Alba in questi ultimi mesi è stata preziosa, ogni volta che rientravo da Urbino mi aspettava con un bel disegno fatto da lei, dove mi ritraeva o con lei o da sola in mezzo agli antenati (sole, prati, cielo, alberi…). Mi festeggiava così e i suoi disegni li tengo tutti con me come dei “diplomi” che tracciano tutti i miei ultimi step alla conquista del mio C.E.U. di valore.
Sento che apprezza i miei sforzi e riconosce che per me la dinamica universitaria ha un senso profondo e spesso mi dice ” Quando finisci l’università poi finalmente puoi fare la maestra”, magari nella realtà non sarà proprio così, ma il suo sognare mi aiuta molto.
Questo bilancio-riflessione lo voglio dedicare proprio ad Alba, alla sua parte sognatrice e concreta, al suo essere accompagnatrice devota, alla sua vitalità e curiosità. Il suo arrivo nella mia storia è come avere avuto un’altra occasione per rimettermi in un movimento diverso, un cambio di direzione nella mia esistenza più concreto. Sono stata una madre un po’ così, confusa e tardona, infantile e liquida, da questo sono ripartita e ancora sono in
viaggio… meno confusa e più consapevole.
Luca l’ho sentito più complice in questo pezzo di strada, sicuramente anche il suo scegliere di lanciarsi nella prova del TFA gli ha fatto comprendere di più i miei attraversamenti rispetto alla scuola e quindi ha iniziato ad apprezzare più in profondità gli sforzi e l’impegno che sto concretizzando. L’ho sentito felice dei miei traguardi, premuroso e partecipe. Forse anche lui non credeva che sarei riuscita ad essere determinata e da parte mia sto
ridimensionando un po’ alla volta che io sono “la studentessa disagiata” e lui quello “bravo irraggiungibile”.
Quella da cui non posso aspettarmi altrettanto entusiasmo è Elisabetta che proprio ieri pomeriggio durante i festeggiamenti della chiusura del centro estivo che ha frequentato Alba mi ha dato la ciliegina sulla torta.

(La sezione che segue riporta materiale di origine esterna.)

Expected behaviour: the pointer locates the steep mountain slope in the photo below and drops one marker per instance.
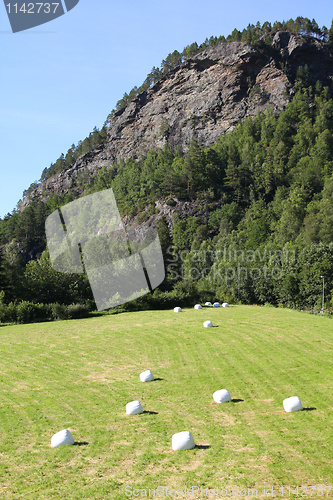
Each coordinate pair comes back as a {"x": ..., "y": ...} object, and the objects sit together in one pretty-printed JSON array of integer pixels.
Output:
[{"x": 202, "y": 98}]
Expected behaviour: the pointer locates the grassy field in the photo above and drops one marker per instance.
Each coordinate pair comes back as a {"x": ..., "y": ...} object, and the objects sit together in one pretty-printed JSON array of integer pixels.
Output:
[{"x": 80, "y": 374}]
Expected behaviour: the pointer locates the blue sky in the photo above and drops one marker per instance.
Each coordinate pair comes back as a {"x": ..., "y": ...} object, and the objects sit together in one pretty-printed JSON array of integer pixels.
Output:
[{"x": 63, "y": 78}]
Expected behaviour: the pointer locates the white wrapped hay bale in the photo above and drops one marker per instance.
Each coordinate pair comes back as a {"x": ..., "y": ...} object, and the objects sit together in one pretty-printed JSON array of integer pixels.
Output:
[
  {"x": 146, "y": 376},
  {"x": 208, "y": 324},
  {"x": 222, "y": 396},
  {"x": 61, "y": 438},
  {"x": 182, "y": 441},
  {"x": 133, "y": 408},
  {"x": 292, "y": 404}
]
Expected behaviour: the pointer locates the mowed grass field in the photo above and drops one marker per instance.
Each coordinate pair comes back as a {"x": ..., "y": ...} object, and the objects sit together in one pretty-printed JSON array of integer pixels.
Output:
[{"x": 80, "y": 374}]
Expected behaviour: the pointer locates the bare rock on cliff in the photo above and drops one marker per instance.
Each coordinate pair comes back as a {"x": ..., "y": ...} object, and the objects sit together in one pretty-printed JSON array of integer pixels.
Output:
[{"x": 202, "y": 98}]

Questo mi insegna che bisogna essere sempre pronti, in fondo questa parte sua di invidia nei miei riguardi non è una cosa che posso fargli modificare, certo ieri forse con la stanchezza che avevo e il desiderio di godermi la festa forse più che sentirmi dire “Beh, c’hai pensato troppo a riprendere gli studi… andava fatto prima!” in questo caso il silenzio lo avrei apprezzato di più. Nel mio percorso di crescita sto cercando di conquistare il “muro di
gomma”, a volte sembra così irraggiungibile che ci si può scoraggiare, ma se ogni passo richiede uno sforzo e le pietre fanno parte del cammino la sfida è ancora aperta. Prendi l’arte e…
Benedico questi ultimi mesi: l’immersione coi bambini, le giornate da studentessa, gli incontri casuali e transitori, i giorni interi a studiare, i mal di testa da ricovero, le pagine di diario da imbrattare prima di ogni esame, i sogni da incubo e i tragitti in macchina di andata e ritorno ad Urbino, tutto questo mi ha aiutata a restare attaccata al mio desiderio di progredire e di perseverare anche quando il buio è pesto e il dolore sembra la tua pelle.
Ringrazio chi in questo step mi è stato accanto, mi ha sostenuta e ha creduto in me, non è scontato e mi ritengo fortunata.
Oggi un po’ festeggio con la mia fetta di torta, magari senza ciliegina.